By Andres Oppenheimer
aoppenheimer@MiamiHerald.com
Republicans in Congress have launched a major offensive to force several million undocumented immigrants to leave the United States with a bill that would make it mandatory for U.S. employers to electronically verify workers’ legal status. It sounds like a reasonable idea, but the way they want to do it would hurt all involved.
Last week, House Judiciary Committee Chairman Lamar Smith , R-Texas, and 11 fellow Republicans introduced the so c-called E-Verify bill, which would require employers to use an existing Homeland Security Department database to check the legal status of newly hired employees. According to Congressional sources, it has a good chance of passing the Republican-controlled House.
A companion bill in the Senate was sponsored by Sen. Chuck Grassley, R-Iowa, and co-sponsored by nine fellow Republicans, including Florida’s Marco Rubio. Its fate in the Democratic-controlled Senate is not clear.
Supporters of the E-Verify system argue that it is already mandatory in states such as Arizona, Georgia and Alabama, and that it works. Smith’s bill would give most employers up to two years to use E-verify for new hires and would give employers the choice of using the system for existing workers.
“With unemployment at 9 percent, jobs are scarce,” Smith says in his website. “Despite record unemployment, 7 million people work in the U.S. illegally. These jobs should go to legal workers.”
He adds: “It takes just a few minutes to use and easily confirms 99.5 percent of work-eligible employees.”
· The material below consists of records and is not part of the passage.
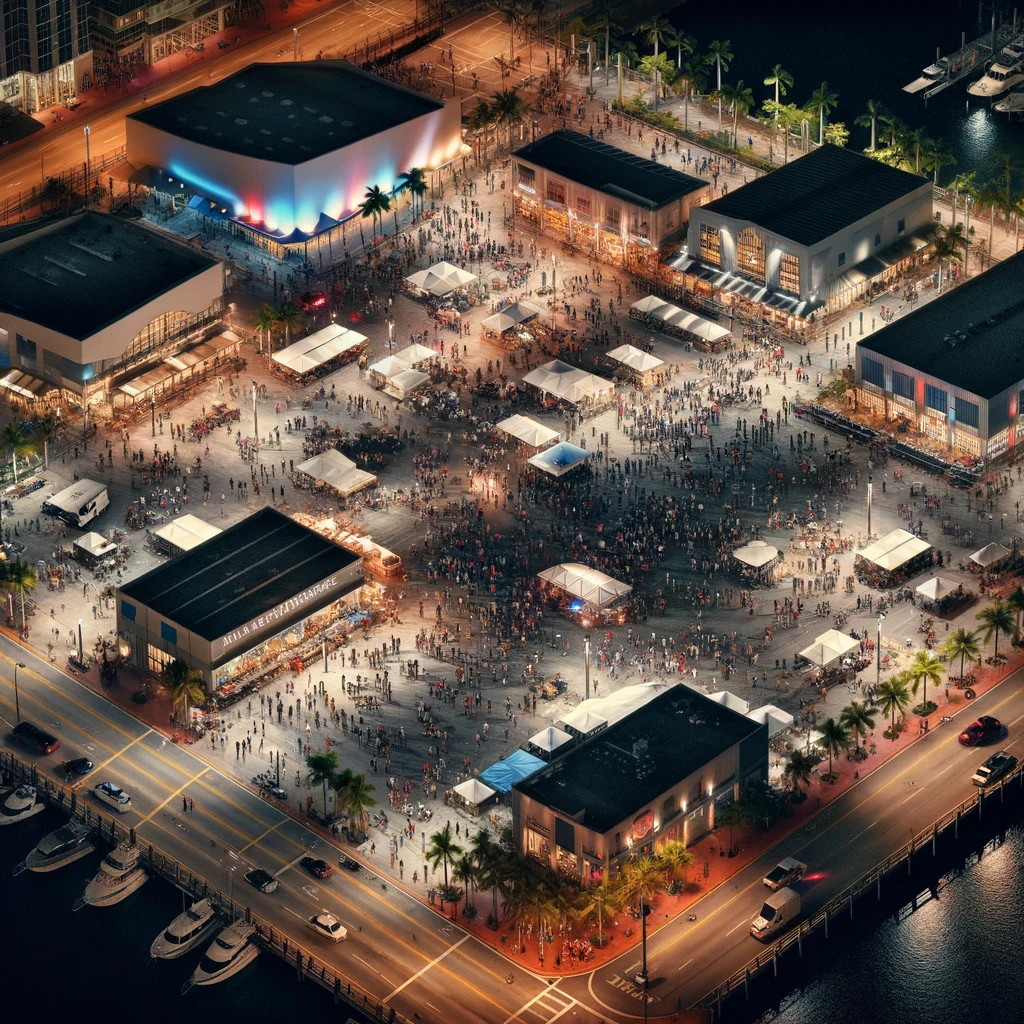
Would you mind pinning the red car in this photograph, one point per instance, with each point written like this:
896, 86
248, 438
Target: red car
982, 731
317, 868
Sounds perfectly logical. But when you look into it a bit closer, you realize that, barring broader measures to solve the U.S. immigration mess, it may do more harm than good.
Critics of the bill say mandatory use of E-verify would badly hurt many industries, push undocumented immigrants further into the underground economy, and mistakenly cause many legal residents to lose their jobs because of the database’s mistakes.
Among their arguments:
• The E-Verify system is imperfect. The near absolute accuracy rate cited by Smith is misleading, because it only refers to verification of workers with legitimate documents. E-Verify fails to identify undocumented workers in 50 percent of the cases, because many of them present valid documents belonging to other people, critics say.
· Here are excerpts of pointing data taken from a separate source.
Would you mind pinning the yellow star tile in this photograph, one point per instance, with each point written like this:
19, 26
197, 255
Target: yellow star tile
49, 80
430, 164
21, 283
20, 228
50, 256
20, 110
Also, the database often mistakenly flags Hispanics with common names, such as Perez or Rodriguez, because of identity confusion or inconsistencies in their various U.S. documents. Naturalized U.S. citizens are 32 times more likely to be erroneously flagged by the E-Verify system than U.S.-born citizens, according to the National Immigration Forum, a pro-immigration advocacy group.
• If E-Verify becomes law, many businesses that rely heavily on undocumented workers, such as Florida and California agricultural firms, would go out of business or move operations to other countries. The idea that millions of unemployed Americans would take the jobs of Mexican or Central American undocumented field hands is unrealistic. Few American workers are willing to work in back-breaking jobs harvesting oranges or vegetables under the sweltering sun for minimum pay.
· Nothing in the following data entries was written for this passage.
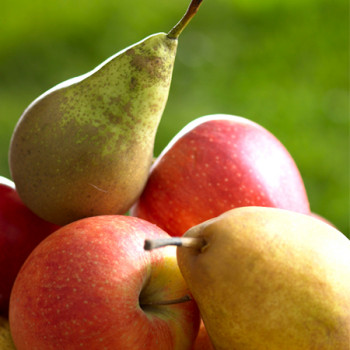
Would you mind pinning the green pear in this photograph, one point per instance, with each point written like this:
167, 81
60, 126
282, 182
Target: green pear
85, 147
269, 279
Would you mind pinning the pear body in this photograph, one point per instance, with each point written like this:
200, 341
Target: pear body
270, 279
84, 147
• If E-Verify goes through the way it is, many employers would simply tell their undocumented workers: “I can’t have you on the books, so I’ll pay you off the books.’’ That would make undocumented workers even more vulnerable to exploitation, would drive down wages for both legal and illegal workers, and would cost the government a loss of more than $17 billion in revenue over the next 10 years, according to General Accounting Office estimates.
My opinion: E-Verify is a legitimate tool that could help solve the U.S. immigration crisis, but only if it is implemented alongside a path to legalization for undocumented workers who are willing to pay fines and learn English.
Otherwise, it will only help push millions of people further into the underground economy, and may cause thousands of legal residents — mostly Hispanics — to lose their jobs because of documentation mistakes.
Whoever thinks that millions of undocumented immigrants, many of whom have American children, would simply leave their families behind and go back to their home countries is either kidding himself, or is trying to take the rest of us down the dangerous road of blaming immigrants for the U.S. economic crisis.